The courage, perseverance and faith of people like Marcia, John and Katie and my cousin’s daughter battling leukemia provide me with perspective in my prayer life; in my walk with God, literally. I’ve thought about abandoning running because of a lingering fear of falling and breaking bones. Sometimes my feet feel clumsy. But fear subsides as I meet it head on and the run takes on its rhythm.

In some small way, maybe I’m trying to empathize with John, Katie, Marcia and my cousin’s daughter. They know that God remains beside them on this sometimes rugged journey.

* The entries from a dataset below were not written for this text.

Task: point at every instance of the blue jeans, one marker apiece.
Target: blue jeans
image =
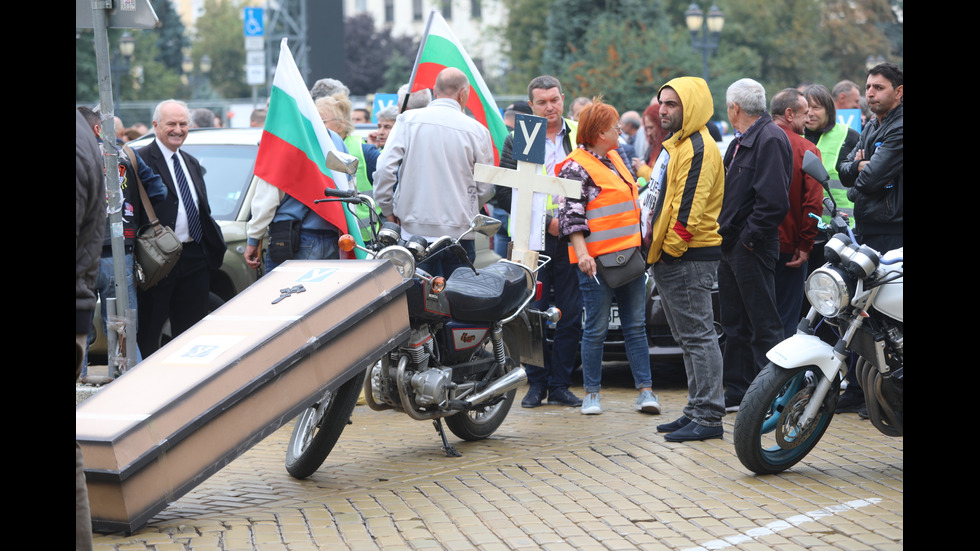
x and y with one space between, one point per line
105 288
443 262
313 245
685 294
559 358
597 298
747 289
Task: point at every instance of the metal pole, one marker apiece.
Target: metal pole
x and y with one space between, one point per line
100 26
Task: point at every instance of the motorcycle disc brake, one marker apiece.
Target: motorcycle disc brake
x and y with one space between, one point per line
788 432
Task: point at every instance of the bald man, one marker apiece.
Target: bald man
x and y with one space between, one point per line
430 154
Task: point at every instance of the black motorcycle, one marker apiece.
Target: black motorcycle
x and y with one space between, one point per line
462 362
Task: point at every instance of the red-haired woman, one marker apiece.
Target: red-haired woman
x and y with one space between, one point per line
605 220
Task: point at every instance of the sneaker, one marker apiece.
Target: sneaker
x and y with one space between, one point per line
590 405
676 424
731 406
563 397
534 396
693 432
647 402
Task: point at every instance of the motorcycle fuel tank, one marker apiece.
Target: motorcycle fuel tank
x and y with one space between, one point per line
890 298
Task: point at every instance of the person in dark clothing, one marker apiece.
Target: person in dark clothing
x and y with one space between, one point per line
873 172
758 170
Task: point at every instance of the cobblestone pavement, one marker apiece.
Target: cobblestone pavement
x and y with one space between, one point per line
549 478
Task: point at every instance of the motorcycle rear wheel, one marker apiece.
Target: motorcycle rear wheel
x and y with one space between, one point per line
767 439
480 423
318 428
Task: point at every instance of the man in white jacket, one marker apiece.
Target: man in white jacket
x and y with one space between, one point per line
424 180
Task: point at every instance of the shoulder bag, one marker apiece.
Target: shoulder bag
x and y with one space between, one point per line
621 267
157 247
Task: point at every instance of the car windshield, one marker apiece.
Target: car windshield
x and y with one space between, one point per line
227 172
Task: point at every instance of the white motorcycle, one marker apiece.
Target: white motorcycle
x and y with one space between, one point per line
790 404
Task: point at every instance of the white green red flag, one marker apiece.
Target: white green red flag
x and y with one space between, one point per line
293 151
441 49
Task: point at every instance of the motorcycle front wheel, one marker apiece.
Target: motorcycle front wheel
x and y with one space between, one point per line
767 437
480 423
319 427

Amanda has described her mother Marcia’s recovery as a marathon, not a sprint. I can’t take away Marcia’s pain or that of anyone else, but I can run the distance with them through prayer and my small acts of courage and perseverance.

A verse from a canticle in Friday Morning Prayer, Week II, comes to mind:
God is my strength; he makes my feet swift as those of hinds and enables me to go upon the heights.”
These are words that inspired me during my recovery and help me to feel more grateful as I journey with others in their recovery.